The reason for the lower organic P concentration in cattle manure than in swine and poultry manures may be that dairy cattle being ruminants can secrete phytases and other phosphatases from their gut to increase the hydrolysis of organic P in their diets
[36,40]. In contrast, monogastric animals such as swine do not have phytase enzymes in quantities that would allow them to utilize phytate in diets as a source of P and, as a consequence, the majority of phytate P in diets is passed in manure
[41]. Another reason may be that the majority of dietary P for non-ruminant animals (such as swine and poultry) is in the indigestible forms (especially phytate P)

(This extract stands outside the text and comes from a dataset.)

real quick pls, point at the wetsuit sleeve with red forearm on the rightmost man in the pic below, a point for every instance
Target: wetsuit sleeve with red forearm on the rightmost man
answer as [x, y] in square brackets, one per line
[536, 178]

[42]. Most grains used in swine diets, such as corn, soybean and wheat, store as much as 80%–90% of the total P in the form of inositol hexa-phosphate (phytate). Swine cannot digest and absorb phytate P, so the manure P is inevitable high
[36,40]. There is usually less phytate in the forage and silage for dairy cattle. Considerable variation in total P concentrations in animal manures was observed in the current study. Such variation is mainly a result of factors including feedstock composition
[43–48], protein intake
[49], feed additives
[34,40,50], energy level, animal growth stage
[51], P intake
[31,50], and Ca:P ratio in diets. All of these and other physiological factors contribute simultaneously to the variation in manure P composition. In summary, the sequential fractionation procedure enabled comprehensive evaluation of manure P composition that can be used to better understand manure P dynamics and further enhance the capacity to manage manure P to reduce environmental risks.
The simplified NaHCO
3-NaOH/EDTA procedure developed by Turner and Leytem
[15] successfully indicated the environmental risk of different types of animal manure by separating readily soluble and poorly soluble P into two convenient extracts in the current study. Compared with the HCl extract in the sequential fractionation procedure, the use of alkaline solution (NaOH/EDTA) to extract animal manure not only improved organic P recovery, but also avoided hydrolyzing some organic phosphate compounds during the extraction
[15]. The means of the readily soluble P fractions extracted by NaHCO
3-NaOH/EDTA from intensive swine and poultry manures were higher than those in intensive cattle manure. This demonstrates that for surface application or shallow incorporation of swine and poultry manures, the runoff and leachate of soluble P fractions should be considered carefully. A much higher concentration of organic P (NaOH/EDTA-P
t) in intensive swine and poultry manures also indicates a much higher environmental risk, given that this soluble organic P is sorbed weakly in soil and is mobile in the soil profile. This is especially important as relatively small concentrations of this organic P can cause serious environmental harm
[52].
Conclusions
In the current study, a considerable variation in the total P concentration in animal manures was detected. The mean of total P concentration of the manures determined by a sequential fractionation procedure was 14.9 g·kg−1 in intensive swine production, 13.4 g·kg−1 in intensive poultry production, 5.8 g·kg−1 in intensive cattle production and 4.4 g·kg−1 in extensive cattle production. About 73% of total P in intensive swine manure, 74% in intensive poultry manure, 79% in intensive cattle manure and 78% in extensive cattle manure was found to be bioavailable P (Pt extracted by H2O and NaHCO3). The NaHCO3-NaOH/EDTA procedure indicated that the relative environmental risk from high to low was swine manure, then poultry manure and cattle manure. Taking into account the P composition in these different types of animal manure, several alternate strategies, such as diet modification and better operation of manure collection and storage are necessary to reduce nutrient losses that can negatively impact surface and ground water quality.